PDF without Adobe: 15 macOS can sanitize your PDFs

I’ve been drawing attention to the danger of hidden and orphaned content being left in PDF documents, something which frequently catches people out when they release those documents, only for someone to discover embarrassing secrets left within the files.

Two techniques are available to sanitize PDF documents: as with most document formats, using the Save As command usually forces the app to write all the data out afresh, and more specifically for PDF, some apps (including both PDF Expert and PDFpenPro) offer commands to write ‘flattened’ versions of the document.

The greatest difficulty facing even the expert user is that of checking whether a PDF document has been sanitized, or still has sensitive information remaining in it. I showed how even Adobe Acrobat (Pro) DC’s structure browser is based on what is listed by the document Catalog, and can readily miss orphaned data left in a previously edited file.

I have been adding features to Podofyllin to help the user check for orphaned content, and a couple of days ago had modified its source code to display the PDF file in ASCII format in the app’s Source window, when I discovered something very odd. So odd that I thought my file system had broken.

There are two ways of accessing the raw data in a PDF document. One is to take the data exactly as read from the file, the other using an instance method of the PDFDocument class, dataRepresentation(). Checking the minimalist documentation provided by Apple, I thought that using the latter might reduce memory usage, so was calling that and converting the data into ASCII format to display in the view.

pdfdatarep01

To check that this worked properly, I opened some of my test files, which included some containing orphaned objects, only for those objects to vanish from the PDF source. For about half an hour I panicked. I couldn’t understand why opening those same PDF files in BBEdit showed that the orphaned objects were still present, but in Podofyllin they were not only gone, but the whole file appeared different. I thought that my file system was broken, and was opening two quite different files.

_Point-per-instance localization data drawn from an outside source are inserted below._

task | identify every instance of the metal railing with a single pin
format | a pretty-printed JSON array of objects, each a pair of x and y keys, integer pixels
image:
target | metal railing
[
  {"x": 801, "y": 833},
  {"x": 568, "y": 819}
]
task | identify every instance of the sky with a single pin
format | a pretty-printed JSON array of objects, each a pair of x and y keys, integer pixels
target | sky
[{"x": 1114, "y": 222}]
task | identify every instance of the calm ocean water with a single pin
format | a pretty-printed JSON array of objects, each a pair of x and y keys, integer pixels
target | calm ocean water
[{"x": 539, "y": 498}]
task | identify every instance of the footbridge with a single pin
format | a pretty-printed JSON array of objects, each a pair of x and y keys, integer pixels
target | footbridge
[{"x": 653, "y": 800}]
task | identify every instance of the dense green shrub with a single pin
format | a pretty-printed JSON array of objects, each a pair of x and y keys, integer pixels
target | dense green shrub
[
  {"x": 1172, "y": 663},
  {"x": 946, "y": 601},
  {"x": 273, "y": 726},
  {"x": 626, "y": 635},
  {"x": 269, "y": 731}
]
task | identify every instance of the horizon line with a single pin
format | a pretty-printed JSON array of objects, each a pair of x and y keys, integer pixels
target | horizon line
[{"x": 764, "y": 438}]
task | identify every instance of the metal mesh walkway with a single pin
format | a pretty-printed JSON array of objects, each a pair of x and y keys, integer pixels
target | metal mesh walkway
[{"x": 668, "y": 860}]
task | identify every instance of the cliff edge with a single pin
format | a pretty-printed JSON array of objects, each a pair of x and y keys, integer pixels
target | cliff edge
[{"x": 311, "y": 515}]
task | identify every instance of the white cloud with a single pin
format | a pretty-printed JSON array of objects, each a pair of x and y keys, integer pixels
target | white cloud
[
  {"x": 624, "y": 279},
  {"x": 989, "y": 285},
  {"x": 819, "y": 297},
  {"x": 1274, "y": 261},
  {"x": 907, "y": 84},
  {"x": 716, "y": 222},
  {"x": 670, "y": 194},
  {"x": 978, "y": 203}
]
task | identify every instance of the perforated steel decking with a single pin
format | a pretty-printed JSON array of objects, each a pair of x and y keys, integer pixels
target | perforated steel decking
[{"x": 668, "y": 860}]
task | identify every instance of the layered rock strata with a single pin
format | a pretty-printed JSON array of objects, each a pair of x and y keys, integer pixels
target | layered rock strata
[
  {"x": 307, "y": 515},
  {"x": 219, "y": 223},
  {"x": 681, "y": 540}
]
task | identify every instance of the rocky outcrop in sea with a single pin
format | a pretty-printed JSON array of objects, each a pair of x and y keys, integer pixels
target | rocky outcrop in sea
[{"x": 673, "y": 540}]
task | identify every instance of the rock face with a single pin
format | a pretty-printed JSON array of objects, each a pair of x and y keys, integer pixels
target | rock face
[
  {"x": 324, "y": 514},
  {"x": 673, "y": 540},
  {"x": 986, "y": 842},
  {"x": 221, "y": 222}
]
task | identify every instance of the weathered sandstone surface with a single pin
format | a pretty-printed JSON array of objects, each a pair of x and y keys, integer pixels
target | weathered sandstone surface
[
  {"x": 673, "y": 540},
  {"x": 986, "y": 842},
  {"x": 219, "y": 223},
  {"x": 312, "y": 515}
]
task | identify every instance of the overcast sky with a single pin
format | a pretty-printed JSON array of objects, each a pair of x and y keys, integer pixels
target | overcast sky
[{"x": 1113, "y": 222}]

The explanation is that PDFDocument.dataRepresentation() doesn’t show the raw data in the original PDF file at all. When macOS opens the file and turns it into a PDFDocument, it effectively re-images the whole PDF, and what you access in PDFDocument.dataRepresentation() is the PDF of that new document image. This strips out orphaned content very effectively: if an object doesn’t get drawn into the fresh image of the PDF, then it doesn’t survive into the data returned by PDFDocument.dataRepresentation().

I have checked Apple’s old documentation, now archived, even the sole book about Quartz 2D and PDF in macOS, which is now out of print but available electronically in Apple’s Book Store. Nowhere is there any mention of this, and I have searched in vain for further information on the Internet.

The next step was to open the PDF source both ways, as that read from the original file, and from PDFDocument.dataRepresentation(). Sure enough, PDFKit is effectively sanitizing each PDF document which it opens. I believe that this is what is used by both PDF Expert and PDFpenPro to ‘flatten’ PDF documents, and should be a robust way of sanitizing the great majority of PDFs. (It may well be possible to produce deliberately obfuscated PDFs which bypass this, but for non-malicious documents this should suffice.)

pdfdatarep02

This calls for a new version of Podofyllin which:

  • displays both on-disk and re-imaged source in the Source window; these are truncated to 500 KB at present;
  • offers a command to export a document in ‘flattened’ PDF form;
  • offers a command to export the contents of the text window to a text file;
  • explains to the user how to use these to sanitize PDFs.

These are now incorporated into version 1.0b6 of Podofyllin, available from here: podofyllin10b6
and from Downloads above.

Although the whole PDF source can be very interesting, what I am looking at next is parsing it to help the user spot orphaned objects and other problems, maybe even to enable repair of some damaged PDF files.